Publiceer de sjabloonspecificatie met behulp van deze Azure CLI-opdracht in de Visual Studio Code-terminal:

az ts create \
  --name ToyCosmosDBAccount \
  --location westus \
  --display-name "Cosmos DB account" \
  --description "This template spec creates a Cosmos DB account that meets our company's requirements." \
  --version 1.0 \
  --template-file main.bicep
az ts create \
  --name ToyCosmosDBAccount \
  --location westus \
  --display-name "Cosmos DB account" \
  --description "This template spec creates a Cosmos DB account that meets our company's requirements." \
  --version 1.0 \
  --template-file azuredeploy.json

De Azure-portal gebruiken om de sjabloonspecificatie te controleren

  1. Ga naar Azure Portal en zorg ervoor dat u zich in het sandbox-abonnement bevindt:

    1. Selecteer uw avatar in de rechterbovenhoek van de pagina.
    2. Selecteer Schakelen tussen directory's. In de lijst kiest u de map Microsoft Learn Sandbox.
  2. Selecteer Resourcegroepen in het linkerdeelvenster.

  3. Selecteer [naam sandboxresourcegroep]. U ziet dat de sjabloonspecificatie is opgenomen in de lijst met resources:

    Schermopname van de Azure Portal-interface voor het overzicht van de resourcegroep, met de sjabloonspecificatie die is opgenomen in de lijst met resources.

  4. Selecteer ToyCosmosDBAccount om de sjabloonspecificatie te openen. De versies en het sjabloonbestand zijn zichtbaar.

    Schermopname van de Azure Portal-interface voor de sjabloonspecificatie.

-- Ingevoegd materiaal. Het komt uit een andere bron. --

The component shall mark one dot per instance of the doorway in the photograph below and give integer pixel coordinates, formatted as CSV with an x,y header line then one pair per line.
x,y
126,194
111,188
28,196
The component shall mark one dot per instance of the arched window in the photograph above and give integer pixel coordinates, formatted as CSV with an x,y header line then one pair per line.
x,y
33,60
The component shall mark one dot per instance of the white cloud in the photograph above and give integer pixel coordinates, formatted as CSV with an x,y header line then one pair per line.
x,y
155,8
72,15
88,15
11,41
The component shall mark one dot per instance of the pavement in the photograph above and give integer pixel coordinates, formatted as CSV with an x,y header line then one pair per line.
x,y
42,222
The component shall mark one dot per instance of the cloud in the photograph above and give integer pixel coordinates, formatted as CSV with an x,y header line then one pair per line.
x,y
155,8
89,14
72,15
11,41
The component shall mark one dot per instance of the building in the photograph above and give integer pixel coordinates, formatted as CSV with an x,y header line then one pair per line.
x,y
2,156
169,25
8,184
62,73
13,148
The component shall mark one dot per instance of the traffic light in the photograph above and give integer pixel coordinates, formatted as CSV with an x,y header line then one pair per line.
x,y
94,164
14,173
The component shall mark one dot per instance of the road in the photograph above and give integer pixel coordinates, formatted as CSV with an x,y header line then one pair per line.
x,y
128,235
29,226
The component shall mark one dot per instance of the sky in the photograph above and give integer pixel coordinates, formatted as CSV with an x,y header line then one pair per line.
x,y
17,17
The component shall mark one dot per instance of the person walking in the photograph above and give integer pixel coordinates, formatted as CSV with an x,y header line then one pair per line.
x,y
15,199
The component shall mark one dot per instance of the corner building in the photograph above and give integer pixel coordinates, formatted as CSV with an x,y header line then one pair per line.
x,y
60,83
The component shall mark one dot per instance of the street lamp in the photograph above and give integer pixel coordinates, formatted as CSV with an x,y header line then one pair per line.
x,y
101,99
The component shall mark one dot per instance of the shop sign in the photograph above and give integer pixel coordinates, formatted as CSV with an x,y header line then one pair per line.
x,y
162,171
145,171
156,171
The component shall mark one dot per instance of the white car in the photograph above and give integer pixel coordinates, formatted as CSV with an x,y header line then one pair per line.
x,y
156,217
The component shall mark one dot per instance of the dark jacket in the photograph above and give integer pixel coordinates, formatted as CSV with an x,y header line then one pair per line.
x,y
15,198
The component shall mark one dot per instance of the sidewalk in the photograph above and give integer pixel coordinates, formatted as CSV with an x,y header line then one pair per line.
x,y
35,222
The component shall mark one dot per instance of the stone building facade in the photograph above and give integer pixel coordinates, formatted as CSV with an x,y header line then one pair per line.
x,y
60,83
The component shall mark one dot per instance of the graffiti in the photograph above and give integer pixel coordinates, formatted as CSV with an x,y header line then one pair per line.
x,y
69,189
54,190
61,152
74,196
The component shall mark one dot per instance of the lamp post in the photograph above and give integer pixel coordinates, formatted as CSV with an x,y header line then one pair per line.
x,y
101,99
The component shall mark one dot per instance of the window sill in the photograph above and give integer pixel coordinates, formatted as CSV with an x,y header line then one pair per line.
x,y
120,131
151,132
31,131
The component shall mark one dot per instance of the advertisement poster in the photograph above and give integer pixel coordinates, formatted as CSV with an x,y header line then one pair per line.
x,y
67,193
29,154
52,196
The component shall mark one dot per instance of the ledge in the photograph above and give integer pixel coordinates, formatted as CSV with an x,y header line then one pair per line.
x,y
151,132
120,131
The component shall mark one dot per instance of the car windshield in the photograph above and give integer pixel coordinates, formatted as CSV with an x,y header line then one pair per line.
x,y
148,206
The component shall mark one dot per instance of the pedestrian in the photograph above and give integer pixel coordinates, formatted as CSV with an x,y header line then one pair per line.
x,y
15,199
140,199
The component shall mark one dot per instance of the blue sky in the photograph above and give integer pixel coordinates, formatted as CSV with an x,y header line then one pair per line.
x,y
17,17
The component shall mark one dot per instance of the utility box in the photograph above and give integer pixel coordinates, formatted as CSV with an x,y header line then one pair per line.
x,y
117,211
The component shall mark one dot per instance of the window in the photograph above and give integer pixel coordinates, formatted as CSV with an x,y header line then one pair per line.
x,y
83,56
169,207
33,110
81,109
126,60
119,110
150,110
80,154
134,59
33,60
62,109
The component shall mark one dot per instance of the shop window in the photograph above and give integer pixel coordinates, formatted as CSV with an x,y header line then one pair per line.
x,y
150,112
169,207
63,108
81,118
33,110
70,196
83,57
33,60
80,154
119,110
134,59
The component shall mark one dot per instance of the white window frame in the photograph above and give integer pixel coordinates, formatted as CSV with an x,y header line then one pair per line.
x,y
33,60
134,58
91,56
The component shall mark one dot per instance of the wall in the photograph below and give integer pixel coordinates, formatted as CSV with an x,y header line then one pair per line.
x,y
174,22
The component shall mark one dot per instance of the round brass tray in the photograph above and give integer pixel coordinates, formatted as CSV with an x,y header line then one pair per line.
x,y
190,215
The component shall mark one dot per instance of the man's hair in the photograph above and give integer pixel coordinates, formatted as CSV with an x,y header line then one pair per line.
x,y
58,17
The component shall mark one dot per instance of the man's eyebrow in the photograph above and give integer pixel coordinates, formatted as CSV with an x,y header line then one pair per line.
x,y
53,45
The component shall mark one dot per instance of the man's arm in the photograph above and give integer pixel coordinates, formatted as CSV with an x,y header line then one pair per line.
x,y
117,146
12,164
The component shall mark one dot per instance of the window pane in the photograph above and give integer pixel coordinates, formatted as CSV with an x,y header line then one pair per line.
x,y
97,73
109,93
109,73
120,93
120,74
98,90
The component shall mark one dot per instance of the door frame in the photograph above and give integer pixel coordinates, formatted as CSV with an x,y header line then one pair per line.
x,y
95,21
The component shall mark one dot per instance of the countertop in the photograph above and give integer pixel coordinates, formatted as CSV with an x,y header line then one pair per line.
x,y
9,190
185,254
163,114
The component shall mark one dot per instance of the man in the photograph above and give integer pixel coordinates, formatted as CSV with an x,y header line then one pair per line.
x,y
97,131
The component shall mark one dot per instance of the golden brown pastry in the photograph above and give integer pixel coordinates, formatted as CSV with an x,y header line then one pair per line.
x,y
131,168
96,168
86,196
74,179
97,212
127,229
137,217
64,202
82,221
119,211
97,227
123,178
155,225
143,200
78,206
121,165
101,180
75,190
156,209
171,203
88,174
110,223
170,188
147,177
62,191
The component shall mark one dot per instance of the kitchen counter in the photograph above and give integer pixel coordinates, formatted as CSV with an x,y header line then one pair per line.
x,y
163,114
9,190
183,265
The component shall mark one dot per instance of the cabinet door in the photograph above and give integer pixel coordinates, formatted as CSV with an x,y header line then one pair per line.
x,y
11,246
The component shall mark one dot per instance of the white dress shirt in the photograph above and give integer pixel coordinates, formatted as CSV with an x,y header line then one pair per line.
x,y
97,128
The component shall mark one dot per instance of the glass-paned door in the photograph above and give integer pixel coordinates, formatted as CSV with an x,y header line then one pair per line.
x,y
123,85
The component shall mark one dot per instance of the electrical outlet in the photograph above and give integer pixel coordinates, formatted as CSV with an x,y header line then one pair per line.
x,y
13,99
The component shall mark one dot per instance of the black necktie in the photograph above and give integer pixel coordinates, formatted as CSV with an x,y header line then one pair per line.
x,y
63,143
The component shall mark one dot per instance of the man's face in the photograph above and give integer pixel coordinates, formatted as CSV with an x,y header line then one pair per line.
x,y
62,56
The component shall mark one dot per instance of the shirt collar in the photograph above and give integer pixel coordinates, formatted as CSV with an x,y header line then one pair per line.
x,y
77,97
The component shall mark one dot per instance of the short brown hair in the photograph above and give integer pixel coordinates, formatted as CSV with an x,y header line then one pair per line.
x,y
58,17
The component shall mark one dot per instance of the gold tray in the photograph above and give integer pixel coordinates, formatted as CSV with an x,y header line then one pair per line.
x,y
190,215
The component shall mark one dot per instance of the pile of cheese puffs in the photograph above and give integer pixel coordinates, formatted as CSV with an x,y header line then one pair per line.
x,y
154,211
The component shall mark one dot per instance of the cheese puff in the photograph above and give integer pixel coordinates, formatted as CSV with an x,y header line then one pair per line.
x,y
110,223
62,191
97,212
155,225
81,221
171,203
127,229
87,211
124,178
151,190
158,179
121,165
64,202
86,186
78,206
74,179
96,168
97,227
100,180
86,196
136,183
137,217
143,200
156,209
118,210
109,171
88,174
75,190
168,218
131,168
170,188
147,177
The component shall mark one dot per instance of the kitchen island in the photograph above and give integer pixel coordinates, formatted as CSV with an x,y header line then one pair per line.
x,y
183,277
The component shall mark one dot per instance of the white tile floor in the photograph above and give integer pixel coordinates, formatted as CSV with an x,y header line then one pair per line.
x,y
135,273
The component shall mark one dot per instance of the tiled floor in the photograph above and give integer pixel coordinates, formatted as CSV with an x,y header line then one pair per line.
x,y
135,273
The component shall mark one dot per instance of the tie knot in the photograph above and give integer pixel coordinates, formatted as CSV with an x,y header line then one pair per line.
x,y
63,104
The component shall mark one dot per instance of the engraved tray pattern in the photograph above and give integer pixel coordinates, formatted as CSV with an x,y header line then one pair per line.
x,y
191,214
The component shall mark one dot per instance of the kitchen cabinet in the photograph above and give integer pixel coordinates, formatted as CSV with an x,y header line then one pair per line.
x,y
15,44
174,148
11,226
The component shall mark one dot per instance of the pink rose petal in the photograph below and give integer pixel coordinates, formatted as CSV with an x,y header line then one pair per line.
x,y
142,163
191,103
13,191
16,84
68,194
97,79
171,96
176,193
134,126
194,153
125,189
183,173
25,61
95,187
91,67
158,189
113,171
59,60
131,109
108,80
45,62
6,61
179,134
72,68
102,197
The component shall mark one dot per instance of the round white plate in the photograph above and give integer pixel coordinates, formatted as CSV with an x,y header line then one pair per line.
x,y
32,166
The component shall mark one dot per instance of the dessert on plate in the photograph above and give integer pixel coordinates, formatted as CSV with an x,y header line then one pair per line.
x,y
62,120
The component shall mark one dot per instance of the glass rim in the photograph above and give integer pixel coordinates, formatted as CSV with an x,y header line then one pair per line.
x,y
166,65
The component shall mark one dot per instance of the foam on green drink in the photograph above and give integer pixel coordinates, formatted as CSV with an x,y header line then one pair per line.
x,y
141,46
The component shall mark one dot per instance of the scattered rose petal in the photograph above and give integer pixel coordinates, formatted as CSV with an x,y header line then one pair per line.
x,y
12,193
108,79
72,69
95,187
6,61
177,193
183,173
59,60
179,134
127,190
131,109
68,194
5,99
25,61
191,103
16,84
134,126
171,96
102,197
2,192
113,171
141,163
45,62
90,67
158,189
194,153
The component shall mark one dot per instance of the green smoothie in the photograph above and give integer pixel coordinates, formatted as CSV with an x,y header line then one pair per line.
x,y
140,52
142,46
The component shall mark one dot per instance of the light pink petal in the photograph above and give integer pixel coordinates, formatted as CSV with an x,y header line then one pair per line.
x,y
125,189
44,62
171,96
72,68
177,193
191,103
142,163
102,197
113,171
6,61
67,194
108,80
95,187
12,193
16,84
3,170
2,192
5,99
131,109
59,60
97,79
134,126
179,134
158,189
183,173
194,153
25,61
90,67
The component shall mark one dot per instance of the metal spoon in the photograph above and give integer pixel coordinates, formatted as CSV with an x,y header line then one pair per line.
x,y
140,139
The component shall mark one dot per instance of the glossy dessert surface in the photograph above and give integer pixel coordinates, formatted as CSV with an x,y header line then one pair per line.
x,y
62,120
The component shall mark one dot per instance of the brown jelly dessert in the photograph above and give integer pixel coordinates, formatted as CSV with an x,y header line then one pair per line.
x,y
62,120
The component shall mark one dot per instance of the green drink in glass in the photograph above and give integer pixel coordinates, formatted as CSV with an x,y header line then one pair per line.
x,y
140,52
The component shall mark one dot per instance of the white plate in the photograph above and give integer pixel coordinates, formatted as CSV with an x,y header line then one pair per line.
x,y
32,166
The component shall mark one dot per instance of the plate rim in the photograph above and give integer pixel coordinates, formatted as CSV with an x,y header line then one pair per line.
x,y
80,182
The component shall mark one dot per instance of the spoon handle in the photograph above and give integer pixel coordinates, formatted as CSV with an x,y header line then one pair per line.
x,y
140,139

De sjabloonspecificatie implementeren

Ter vereenvoudiging implementeert u de sjabloonspecificatie in dezelfde sandbox-resourcegroep waarin de sjabloonspecificatie zelf is opgeslagen. Normaal gesproken houdt u sjabloonspecificaties in een andere resourcegroep. De stappen zijn echter op beide manieren hetzelfde.

  1. Haal de resource-id van de sjabloonspecificatieversie op door de volgende Azure PowerShell-opdracht uit te voeren:

    $templateSpecVersionResourceId = (`
       Get-AzTemplateSpec `
          -ResourceGroupName <rgn>[sandbox resource group name]</rgn> `
          -Name ToyCosmosDBAccount `
          -Version 1.0 `
       ).Versions[0].Id
    

    U ziet dat u de Versions eigenschap gebruikt. Wanneer u een sjabloonspecificatie implementeert, moet u verwijzen naar de resource-id van de specifieke versie van de sjabloonspecificatie die u wilt gebruiken.

  2. Implementeer de sjabloonspecificatie met behulp van deze Azure PowerShell-opdracht in de Visual Studio Code-terminal:

    New-AzResourceGroupDeployment -TemplateSpecId $templateSpecVersionResourceId
    
  1. Haal de resource-id van de sjabloonspecificatieversie op door de volgende Azure CLI-opdracht uit te voeren:

    id=$(az ts show \ 
     --name ToyCosmosDBAccount \
     --resource-group "<rgn>[sandbox resource group name]</rgn>" \
     --version "1.0" \
     --query "id")
    
  2. Implementeer de sjabloonspecificatie met behulp van deze Azure CLI-opdracht in de Visual Studio Code-terminal:

    az deployment group create --template-spec $id
    

Het kan een paar minuten duren voordat de implementatie is voltooid.

Uw implementatie controleren

  1. Ga in uw browser terug naar Azure Portal. Ga naar uw resourcegroep.

  2. Selecteer naast Implementaties de koppeling 1 Geslaagd om de details van de implementatie te bekijken.

    Schermopname van de Azure Portal-interface voor het overzicht van de resourcegroep, met de sectie implementaties die laat zien dat deze is geslaagd.

  3. Selecteer de implementatie.

    Schermopname van de Azure Portal-interface voor de implementaties, met de implementatie die wordt vermeld.

    De naam van uw implementatie kan er anders uitzien dan in het voorbeeld.

  4. Selecteer Implementatiedetails om deze uit te vouwen. Controleer of een Azure Cosmos DB-account is geïmplementeerd.

    Schermopname van de Azure Portal-interface voor de specifieke implementatie, met drie Azure Cosmos DB-resources vermeld.